Esto pasaba a principios del 2000, en pleno crecimiento económico.
Los indicadores en clave de género que hemos creado desde el ODEE nos han dado una diagnosis clara de la situación de las mujeres en el mercado laboral y en la sociedad y también nos ayudan a entender las causas y las consecuencias de esta situación.
La brecha salarial llega al 25%: una mujer cobra un 25% menos que un hombre por el mismo puesto de trabajo. El 67% de las empresas catalanas no tienen ninguna mujer a la dirección. El 79% de los catedráticos y altos directivos docentes son hombres y sólo hay dos rectoras mujeres en Cataluña. Tan sólo el 30% de las personas que trabajan en la industria tecnológica son mujeres. En Cataluña, sólo hay diez mujeres al frente de startups. Y así, sucesivamente...
Ahora, la pregunta inteligente es: y por qué pasa esto?

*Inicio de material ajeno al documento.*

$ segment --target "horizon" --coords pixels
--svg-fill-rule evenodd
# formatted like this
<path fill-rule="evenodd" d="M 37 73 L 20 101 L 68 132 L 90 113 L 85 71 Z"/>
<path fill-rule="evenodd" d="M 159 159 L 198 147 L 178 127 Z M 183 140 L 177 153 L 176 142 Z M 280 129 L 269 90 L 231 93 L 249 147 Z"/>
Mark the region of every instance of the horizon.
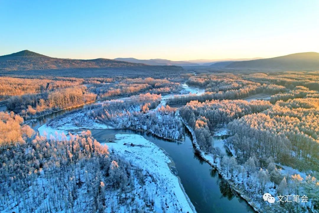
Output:
<path fill-rule="evenodd" d="M 103 58 L 103 57 L 97 57 L 97 58 L 90 58 L 90 59 L 87 59 L 87 58 L 70 58 L 70 57 L 65 57 L 65 58 L 59 58 L 59 57 L 52 57 L 52 56 L 50 56 L 47 55 L 45 55 L 44 54 L 42 54 L 41 53 L 35 52 L 34 52 L 34 51 L 33 51 L 32 50 L 29 50 L 29 49 L 24 49 L 24 50 L 20 50 L 20 51 L 18 51 L 18 52 L 11 52 L 11 53 L 9 53 L 9 54 L 4 54 L 4 55 L 0 55 L 0 57 L 5 56 L 6 55 L 11 55 L 11 54 L 14 54 L 14 53 L 19 53 L 19 52 L 23 52 L 24 51 L 29 51 L 30 52 L 31 52 L 35 53 L 37 53 L 37 54 L 41 54 L 41 55 L 44 55 L 44 56 L 47 56 L 47 57 L 50 57 L 56 58 L 61 58 L 61 59 L 72 59 L 72 60 L 93 60 L 93 59 L 97 59 L 98 58 L 104 58 L 104 59 L 111 59 L 111 60 L 115 60 L 115 59 L 116 59 L 117 58 L 119 58 L 119 59 L 122 58 L 122 59 L 128 59 L 128 58 L 132 58 L 132 59 L 136 59 L 138 60 L 169 60 L 169 61 L 184 61 L 184 62 L 189 61 L 190 62 L 192 62 L 192 63 L 199 63 L 199 64 L 200 64 L 200 65 L 201 64 L 203 64 L 203 63 L 208 63 L 209 61 L 211 61 L 211 62 L 220 62 L 220 61 L 221 62 L 221 61 L 227 61 L 227 60 L 231 61 L 232 60 L 238 60 L 238 61 L 240 61 L 240 60 L 239 60 L 239 59 L 249 59 L 248 60 L 258 60 L 258 59 L 267 59 L 267 58 L 274 58 L 274 57 L 281 57 L 281 56 L 287 56 L 287 55 L 293 55 L 293 54 L 300 54 L 300 53 L 319 53 L 317 52 L 316 52 L 310 51 L 310 52 L 303 52 L 293 53 L 290 53 L 289 54 L 287 54 L 286 55 L 283 55 L 283 56 L 274 56 L 273 57 L 269 57 L 269 58 L 265 58 L 265 57 L 254 57 L 251 58 L 219 58 L 219 59 L 213 58 L 213 59 L 203 59 L 203 58 L 202 58 L 202 59 L 190 59 L 190 60 L 178 60 L 178 61 L 174 61 L 174 60 L 171 60 L 171 59 L 169 59 L 169 58 L 149 58 L 149 59 L 145 59 L 145 58 L 140 59 L 140 58 L 137 58 L 134 57 L 127 57 L 127 58 L 123 58 L 123 57 L 116 57 L 116 58 Z M 120 60 L 119 60 L 120 61 Z M 198 62 L 196 62 L 194 61 L 198 61 Z M 202 62 L 199 62 L 201 61 L 202 61 Z"/>
<path fill-rule="evenodd" d="M 2 4 L 1 55 L 185 61 L 319 52 L 315 1 Z"/>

Esto pasa porque arrastramos una sociedad patriarcal dividida en roles milenarios según el sexo. Dónde al hombre se lo educa para triunfar, para tener ambición, para tener éxito profesional y social y a la mujer se la enseña a ser prudente, a ser conveniente, a ser madre y a estar al servicio de los otros. Nuestra sociedad se ha creado siguiendo esta dualidad y el mundo profesional se ha organizado con estructuras, horarios, costumbres y hábitos que sólo perpetúan una cultura empresarial obsoleta, piramidal y jerárquica basada en el presencialisme más que en los objetivos, la productividad y la eficiencia, con prejuicios y sistemas de creencias ancestrales en los cuales la autoridad está representada por el hombre y que tienen poca meritocràcia y transparencia. Todo esto, unido al hecho que no hay corresponsabilitat en los trabajos domésticos y de cura, hace que las mujeres carguen a sus hombros dobles jornadas, sino triples.

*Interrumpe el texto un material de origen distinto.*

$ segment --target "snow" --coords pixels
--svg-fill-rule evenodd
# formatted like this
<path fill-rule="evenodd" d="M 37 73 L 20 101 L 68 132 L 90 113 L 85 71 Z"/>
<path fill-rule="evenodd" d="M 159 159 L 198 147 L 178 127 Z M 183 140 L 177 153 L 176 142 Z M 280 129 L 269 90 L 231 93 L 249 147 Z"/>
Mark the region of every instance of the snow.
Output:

Las mujeres nos pensábamos que demostrar mucha responsabilidad y mucha eficiencia nos traería al éxito profesional, pero no ha sido así. Somos responsables, somos buenas, capaces, inteligentes, grandes y fuertes. El que necesitamos es desmontar estos micromecanismes que no sólo no nos dejan crecer, sino que obstaculizan que como sociedad nos podamos beneficiar de las capacidades del 50% de la población, que son mujeres.
Hoy, dejadme soñar y, por un momento, dejadme plantar una pequeña semilla a vuestra imaginación, la semilla del mundo que queremos las mujeres.